Ils s'attendent donc à ce qu'elle procède à son premier tour de vis depuis l'été 2023 pour "préserver sa crédibilité".

Economiste pour le cabinet EY, Gregory Daco veut quant à lui croire que la banque centrale n'augmentera pas ses taux "uniquement pour des raisons de crédibilité".

Il considère qu'elle ne devrait pas non plus "se retenir" d'y toucher parce que des élections approchent (les "midterms", début novembre).

Selon lui, le débat autour de la politique américaine a été parasité par les "pressions politiques incessantes" et la réticence de Kevin Warsh à livrer une "communication transparente".

- "Epreuve de vérité" -

Avant d'arriver aux manettes, Kevin Warsh a vertement critiqué la gestion par la Fed de la forte inflation ayant suivi la pandémie de Covid-19. Il s'est par ailleurs montré plutôt séduit par les politiques économiques de Donald Trump, dont il convoitait la nomination.

L'opposition démocrate l'a très vite catalogué en "pantin" du président.

"C'est l'épreuve de vérité pour lui", souligne auprès de l'AFP David Wessel, chercheur à la Brookings Institution. "Soit il va complètement décevoir les marchés, soit il va prendre le risque de s'attirer les foudres de Donald Trump."

Selon lui, "s'il relève les taux maintenant et que Trump pique une crise, il aura établi sa crédibilité pour le reste de son mandat", qui court jusqu'en 2030.

Censée rester indépendante, la Fed est chargée de viser à la fois une hausse des prix limitée à 2% et le plein-emploi.

Le second objectif est actuellement assuré avec un chômage limité à 4,1%.

L'inflation, elle, est supérieure à l'objectif depuis plus de cinq ans sans perspective d'amélioration prochaine vu la récente remontée des prix à la pompe.

La réunion sera pour la Réserve fédérale l'occasion d'actualiser ses prévisions économiques (elle le fait une fois par trimestre).
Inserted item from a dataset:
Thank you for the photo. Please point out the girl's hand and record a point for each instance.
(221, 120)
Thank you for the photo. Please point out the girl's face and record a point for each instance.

Le document sera scruté par les investisseurs pour jauger la tournure possible des deux derniers rendez-vous monétaires de l'année.

Douze responsables, dont Kevin Warsh, votent sur les taux directeurs. Ils doivent donc être au minimum sept pour faire pencher la balance dans un sens ou dans l'autre. Trois personnes voulaient déjà une hausse fin juillet.